Time and time again, my favorite example of great search in museums circles back to the Walker Art Center. Not only do they have an amazing, highly engaging and interactive site to begin with, but their collections are easily accessible, and the search is outstanding. Why? A few reasons:
- The Walker Art Center uses spell check to recognize when you enter something wrong (or they have no results for your query). Where they go beyond the average repository is: instead of just offering suggestions (i.e. ‘Did you mean ____?”) for you to run another search, they automatically re-run the search for what you most likely searched for. Most users probably don’t even notice their spelling mistake, or the amaze-balls design that makes this happen, which is exactly what makes it great!

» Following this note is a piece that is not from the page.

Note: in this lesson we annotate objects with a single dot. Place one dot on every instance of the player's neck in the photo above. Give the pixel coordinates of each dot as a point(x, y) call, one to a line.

- The Walker uses mnemonic auto-suggestions that display terms with similar spelling in a drop-down menu.
- They have high-level search faceting available via left-hand nav. tools once you pass the initial search interface.
- They display categories the term appears in – and these are not listed alphabetically by default, but reorder based on the relevance, determined by the number of matched results each of those categories reflected.
- They’ve built in color-coded hovering mechanisms. When you toggle over specific types of results, the typeface turns blue, red, etc., according to what type of information it reflects (i.e. “performing arts” or “education & community programs”). These categories are abbreviated in a small box to the right of the title/main entry, which also expands when you hover over it.
- The interface is simple, and matches like conventions (ala Nielsen’s ‘Metaphor’ UI concept) in other search indexes like Google (i.e. displays 10 results per page). This lets you find information faster, and requires less clicks.
- Thumbnails are always shown where applicable, but are displayed as secondary to other metadata.
- Search content has also been made into a social experience. Results can be ‘liked’ or ‘commented on’ by patrons, the public, etc. which adds collection interaction and social tagging/crowd sourced experiences around the art, extending a social media arm to the site without the need for the platforms we’re used to. Beautiful.
I could go on, but that hits he basics. Most museum sites don’t have the advantage of an amazing web and media technology team like the Walker, but the difference (and level of success) between low and high quality can clearly be seen here. And I’m sure the analytics reflect higher participation, more time spent on the site, better audience engagement with the museum overall, and a higher number of visits to the actual collections to boot.
Anyone else love it as much as I do? What do you love most about their site? Or a different one?